Andere Roben, Mäntel, Hüte und Schleppen haben freilich die Jahrzehnte überlebt. Und so blicken wir jetzt durch die Vitrine, wo sich das für ein ephemeres Theaterkleid erstaunlich gut erhaltene gelbe Flamenco-Kostüm der Varietétänzerin La Carmencita kräuselt, auf deren frisch schillerndes Bildnis von John Singer Sargent aus dem Pariser Musée d’Orsay, wo sich ebendieses Kleid noch appetitlicher und verführerischer präsentiert. Und ja, das ergibt Sinn: Denn in dieser Ausstellung der Tate Britain geht es diesmal ganz entschieden auch um Materialität, um die Wiedergabe von Samt und Seide, Spitze und Pelz.

Gefühlt mindestens alle zehn Jahre veranstalten die großen angloamerikanischen Museen eine Singer-Sargent-Ausstellung. Besitzen doch die Londoner Tate Gallery, die großen Häuser in Chicago, New York und Boston alle ansehnliche Bestände dieses nach wie vor hochgehaltenen Porträtisten der Belle Époque und damit Diener alter Welten.

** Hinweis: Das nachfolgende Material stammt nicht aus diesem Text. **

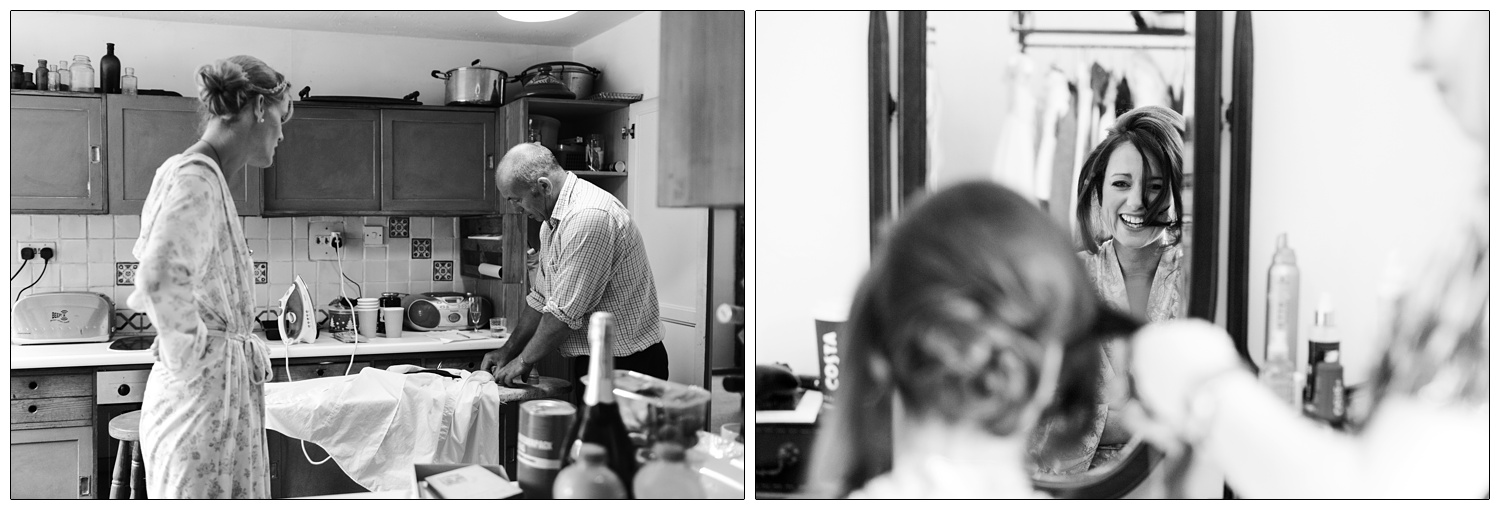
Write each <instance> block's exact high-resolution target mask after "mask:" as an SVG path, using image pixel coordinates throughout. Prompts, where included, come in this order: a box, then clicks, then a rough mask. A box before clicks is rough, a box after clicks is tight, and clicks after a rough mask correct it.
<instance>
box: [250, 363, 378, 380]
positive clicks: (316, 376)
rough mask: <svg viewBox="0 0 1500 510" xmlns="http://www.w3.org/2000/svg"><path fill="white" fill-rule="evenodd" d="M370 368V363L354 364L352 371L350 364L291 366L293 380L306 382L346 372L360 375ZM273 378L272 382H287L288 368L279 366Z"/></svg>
mask: <svg viewBox="0 0 1500 510" xmlns="http://www.w3.org/2000/svg"><path fill="white" fill-rule="evenodd" d="M366 366H371V362H354V368H353V369H350V362H324V363H303V365H293V366H291V380H293V381H305V380H317V378H323V377H341V375H344V372H345V371H348V372H350V375H354V374H360V371H362V369H365V368H366ZM273 372H275V375H273V377H272V383H287V366H285V365H282V366H278V368H276V369H275V371H273Z"/></svg>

John Singer Sargent, „Dr Pozzi at Home“, 1881

John Singer Sargent, „Dr Pozzi at Home“, 1881
Quelle: Armand Hammer Foundation/Hammer Museum, Los Angeles

John Singer Sargent, geboren 1856 in Florenz, gestorben 1925 in London, war der Chronist der Oberschicht in Paris, Venedig, London, New York und Boston, malendes Faktotum, Dienstleister und Mitspieler einer langsam, aber unaufhaltsam ihrem Ende zutaumelnden Epoche. Er hat sie alle porträtiert, die Nachfahren alter Namen und alten Geldes, wie die Emporkömmlinge, deren Aufstieg auf Stahl, Öl oder Eisenbahnen gebaut war. Ob Graf oder Frauenarzt, ob Herzogin oder Bankiersgattin – sie alle wollten sich der Um- und Nachwelt auf malerischer Altväter-Art präsentieren.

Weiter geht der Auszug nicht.